No single pathway fits every patient; clinicians tailor decisions to age, stage, symptoms, hip shape, and family preferences.
Perthes disease Common questions (FAQ)
Q: Is Perthes disease the same as arthritis?
Perthes disease is not the same as arthritis. It is primarily a childhood condition involving temporary loss of blood supply to the femoral head and a healing/remodeling process. However, residual deformity from Perthes disease can affect joint mechanics and may contribute to earlier osteoarthritis later in life in some cases.
Q: Where is the pain felt with Perthes disease?
Pain is often felt in the groin or front of the hip, but it can also be felt in the thigh. Some children report knee pain because hip problems can refer pain to the knee. The exact pattern varies by individual.

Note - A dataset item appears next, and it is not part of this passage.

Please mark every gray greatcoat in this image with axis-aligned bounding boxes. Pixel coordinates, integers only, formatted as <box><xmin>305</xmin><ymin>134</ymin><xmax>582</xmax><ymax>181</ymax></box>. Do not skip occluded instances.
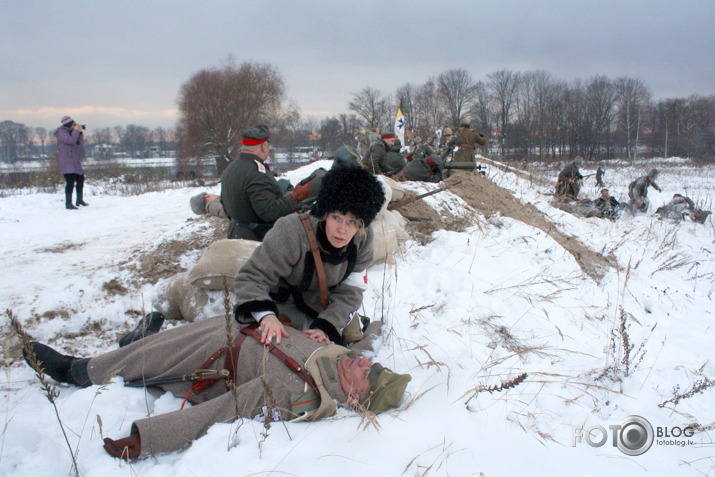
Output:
<box><xmin>234</xmin><ymin>215</ymin><xmax>373</xmax><ymax>343</ymax></box>
<box><xmin>87</xmin><ymin>316</ymin><xmax>356</xmax><ymax>456</ymax></box>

Q: How is Perthes disease diagnosed?
Diagnosis typically combines symptoms, physical exam (especially hip range of motion), and imaging. X-rays are commonly used, and MRI may be added when early disease is suspected or to better define involvement. The choice of imaging and timing varies by clinician and case.
Q: How long does Perthes disease last?
The condition usually evolves over months to years as the femoral head goes through injury and healing phases. The timeline depends on disease stage at diagnosis and individual healing. Follow-up commonly continues until the hip has clearly entered a healing/remodeling phase.
Q: Does every child with Perthes disease need surgery?
No. Many children are managed without surgery, especially when hip motion is preserved and imaging suggests limited involvement. Surgery may be considered in selected cases based on age, severity, and containment; whether it is appropriate varies by clinician and case.
Q: Is Perthes disease “curable”?
Perthes disease often improves because the bone can revascularize and heal, but the final femoral head shape may not return completely to its original form. Some hips remodel well and function comfortably, while others heal with residual shape changes. Long-term impact varies by individual factors.
Q: What does “weight-bearing” mean in Perthes disease discussions?
Weight-bearing refers to how much body weight is put through the affected leg during standing and walking. Clinicians may discuss altering weight-bearing to manage symptoms or protect the hip during certain phases, but recommendations differ widely. Any specific restriction is individualized and varies by clinician and case.
Q: Can a child with Perthes disease still play sports?
Activity discussions usually focus on symptoms, hip motion, and disease stage. Some children remain active with modifications, while others are limited for periods of time to reduce pain and protect function. The appropriate level of sport participation varies by clinician and case.
Q: How much does evaluation and treatment typically cost?
Costs vary widely by region, insurance coverage, imaging needs (X-ray vs MRI), therapy visits, and whether surgery is involved. Hospital-based care and repeated follow-ups can also affect total cost. A clinic or insurer can provide the most accurate estimate for a specific situation.
Q: Can adults get Perthes disease?
Classic Perthes disease refers to the pediatric condition. Adults can develop osteonecrosis of the femoral head from other causes, but it is typically categorized differently. If an adult has hip symptoms and a history of childhood Perthes disease, current symptoms may relate to the healed hip shape and joint mechanics rather than active Perthes disease.